Credevo in certi valori ma con il tempo ho maturato altre certezze. Il tramite
tra me e Dio è una persona importante che mi permette, a volte, di dialogare con chi c’è lassù» • «Ancor oggi c’è chi non capisce perché vivo a Correggio. La risposta è che qui esistono dei campi dove nelle notti d’estate puoi fermarti a guardare le lucciole» • «Non credo che pensare alla morte aiuti a morire meglio, casomai a vivere peggio.

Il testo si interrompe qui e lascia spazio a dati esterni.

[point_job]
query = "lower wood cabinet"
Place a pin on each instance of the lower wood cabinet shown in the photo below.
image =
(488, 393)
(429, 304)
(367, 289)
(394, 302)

Però ogni tanto ci penso, come tutti. Quando è morto un cugino che era in realtà un fratello, il protagonista di Lettera a G., ho capito che raccontando lui avrei affrontato anche la perdita di mio padre,
avvenuta l’anno precedente. Il momento più brutto della mia vita. I temi cupi, del resto, erano già presenti nell’incipit di Balliamo sul mondo, “Siamo della stessa pasta bionda/ non la bevo sai/ ce l’hai scritto che la vita/ non ti viene come vuoi”. Da zero a dieci è pienissimo di morte. Però, attenzione con il nichilismo. Se andassi sul palco e dicessi, “Il mondo è tutto una merda”, avrei cinque minuti di applausi. Ma sarebbe facile. Preferisco trasmettere
speranza, piuttosto che nichilismo» • «Negli ultimi anni ho vissuto molti rovesci, perdite e separazioni. Ci sono
arrivato un po’ tardi, a 45 anni, ma ho capito cosa conta e cosa no. è un equilibrio sottile, ma adesso riesco a perdonarmi il successo. Mi sento
addirittura utile» • Due figli: Lenny, dalla prima moglie Donatella; Linda dall’attuale compagna Barbara. A Linda, che occupa sempre un ruolo importante nella
sua vita, ha dedicato L’amore conta (quello che ora prova per lei «si potrebbe chiamare affetto, che è poi l’amore al netto di gran parte della complicità») • «Le mie ambizioni le ho vissute tutte, ma a dire la verità c’è una cosa abbastanza assurda che rimbalza tra me e Domenico Procacci della
Fandango, ed è il progetto di una rock opera. è talmente assurdo che ogni tanto ci ripenso».